Canberra Glassworks stayed open for artists, but like many other arts spaces, it closed to the public.

They only closed the hotshop because it’s a team environment. Glassworks was great – they had distancing, and disinfecting stations everywhere – but most artists actually chose to stay home and work at home if they could. I would come in about a third as much as I used to, and I would do coldwork on the machines. Most people were thinking the same thing – I’d come in and there might be only six of us around this huge building. I started thinking about how I could use coldworking as added design in pieces, so it expanded that, in a sense. Also, when you’re an artist, home gets really chaotic; you gradually accumulate boxes of stuff! I needed to sort things out, and reorganise.

"During COVID, just having some quiet time to sit, think, write notes, and do some sketches was really valuable." 

In some ways, the opportunity to slow down was a blessing in disguise: 

When you’re in the process of making, you get into this rhythm, and sometimes it’s in overdrive and you’re just constantly in the process of making. You don’t take the time to stop. Ending last year with the residency in Namadgi was another quiet time just to sit, stop, and think. The valley wasn’t touched in the bushfires, but all the mountains around it were, so there were these incredible contrasts. It gave me some other ideas about what to do.

The wider aim of the Canberra Brasilia project encourages reflection on how these two cities are similar, different, or anything in between. 

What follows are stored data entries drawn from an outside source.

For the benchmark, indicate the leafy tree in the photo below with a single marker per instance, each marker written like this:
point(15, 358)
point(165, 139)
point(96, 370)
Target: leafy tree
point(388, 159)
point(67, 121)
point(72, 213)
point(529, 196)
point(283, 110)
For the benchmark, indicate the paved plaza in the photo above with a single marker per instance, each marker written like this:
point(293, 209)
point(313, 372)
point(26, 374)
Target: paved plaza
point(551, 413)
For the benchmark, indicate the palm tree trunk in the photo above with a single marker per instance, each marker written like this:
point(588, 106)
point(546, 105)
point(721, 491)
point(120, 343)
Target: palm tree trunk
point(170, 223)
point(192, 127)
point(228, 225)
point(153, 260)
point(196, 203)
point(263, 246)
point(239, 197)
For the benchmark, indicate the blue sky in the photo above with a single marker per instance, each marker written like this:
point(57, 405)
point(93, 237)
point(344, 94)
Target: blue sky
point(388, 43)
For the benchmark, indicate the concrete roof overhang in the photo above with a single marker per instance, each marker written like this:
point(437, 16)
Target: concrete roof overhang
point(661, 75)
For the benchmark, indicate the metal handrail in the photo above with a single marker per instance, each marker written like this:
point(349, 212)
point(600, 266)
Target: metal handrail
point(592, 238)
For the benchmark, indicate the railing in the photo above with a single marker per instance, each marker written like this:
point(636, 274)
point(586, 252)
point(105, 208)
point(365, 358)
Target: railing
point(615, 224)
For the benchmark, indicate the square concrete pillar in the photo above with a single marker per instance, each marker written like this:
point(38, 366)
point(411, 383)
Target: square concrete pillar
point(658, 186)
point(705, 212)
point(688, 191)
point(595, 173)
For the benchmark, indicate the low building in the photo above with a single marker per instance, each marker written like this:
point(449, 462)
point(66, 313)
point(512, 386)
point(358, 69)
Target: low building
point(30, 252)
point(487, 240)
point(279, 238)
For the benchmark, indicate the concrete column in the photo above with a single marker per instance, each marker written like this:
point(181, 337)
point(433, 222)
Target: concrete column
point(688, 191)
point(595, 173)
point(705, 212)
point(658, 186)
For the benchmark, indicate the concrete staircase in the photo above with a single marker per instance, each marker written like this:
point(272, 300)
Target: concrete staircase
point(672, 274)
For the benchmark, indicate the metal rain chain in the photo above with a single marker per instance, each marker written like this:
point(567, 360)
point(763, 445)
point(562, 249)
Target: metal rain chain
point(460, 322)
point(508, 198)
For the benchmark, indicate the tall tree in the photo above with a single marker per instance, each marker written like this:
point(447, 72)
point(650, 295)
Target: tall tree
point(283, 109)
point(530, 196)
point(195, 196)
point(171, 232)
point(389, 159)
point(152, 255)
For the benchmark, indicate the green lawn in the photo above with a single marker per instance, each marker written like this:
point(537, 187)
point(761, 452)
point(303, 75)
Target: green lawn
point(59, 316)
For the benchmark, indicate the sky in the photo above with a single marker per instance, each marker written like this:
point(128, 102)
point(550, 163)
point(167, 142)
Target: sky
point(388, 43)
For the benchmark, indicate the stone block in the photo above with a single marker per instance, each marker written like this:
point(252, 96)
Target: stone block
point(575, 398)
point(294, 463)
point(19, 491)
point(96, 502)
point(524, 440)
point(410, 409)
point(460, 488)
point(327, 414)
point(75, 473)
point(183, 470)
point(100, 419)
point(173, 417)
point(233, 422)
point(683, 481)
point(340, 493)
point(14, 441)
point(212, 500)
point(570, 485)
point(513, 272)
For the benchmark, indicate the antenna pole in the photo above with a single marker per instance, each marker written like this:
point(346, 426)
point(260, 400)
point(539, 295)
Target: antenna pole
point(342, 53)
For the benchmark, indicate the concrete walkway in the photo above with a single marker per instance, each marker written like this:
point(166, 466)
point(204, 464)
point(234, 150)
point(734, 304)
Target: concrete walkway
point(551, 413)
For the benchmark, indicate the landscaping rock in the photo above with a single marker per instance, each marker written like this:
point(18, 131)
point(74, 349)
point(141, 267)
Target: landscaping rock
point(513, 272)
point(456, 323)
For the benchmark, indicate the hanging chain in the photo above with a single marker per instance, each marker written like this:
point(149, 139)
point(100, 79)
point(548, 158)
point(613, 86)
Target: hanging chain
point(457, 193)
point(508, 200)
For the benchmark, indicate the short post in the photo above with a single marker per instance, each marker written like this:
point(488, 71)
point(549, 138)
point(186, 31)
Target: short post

Both Canberra and Brasilia are new cities, which makes it very interesting when you contrast other places to them. In a way, new cities mean new beginnings; you have organisations and people with new visions and ideas, which is great. On the other side of that, I suppose it’s like two teenagers, wanting to be given credibility as adults. Canberra has a grand plan to be one of the world’s major creative cities by 2050; they’re working consistently towards it. 

Brasilia is interesting; I think there’s dichotomies because the population of Brasilia is massive compared to Canberra. Canberra has a very left-thinking government with a commitment to the environment, whereas the overwhelming political climate in Brazil is conservative, which impacts hugely on the arts. Conservatives, no matter where they are, don’t really support the arts, so it’s up to people at the grassroots to do their thing and survive as best they can. So I think artists here possibly have more opportunity for support than the artists in Brasilia have.  

"We've been lucky in Canberra; we've always had some solid support for the arts." 

Nationally, we’ve got the Australia Council for the Arts, also the equivalent of ArtsACT in every state and territory, and we have philanthropic organisations that also support the arts. Canberra and Brasilia both have open futures, in terms of what we want to create. And being a creative place to start with is a pretty good start; we just need to keep it going.

Jenni Kemarre Martiniello is a Canberra-based artist participating in Experiences of Artists in Community, a collaborative research and story-telling project. This project has been developed to contribute to a larger collaborative research and curatorial project investigating the material and social history of collaborative community arts in Canberra (Into the Heart: Curating Community Art and Cultural History of Canberra) as well as to assist ANU Masters students completing the course HUMN8034: Collaborative Curating and Story Telling in their research.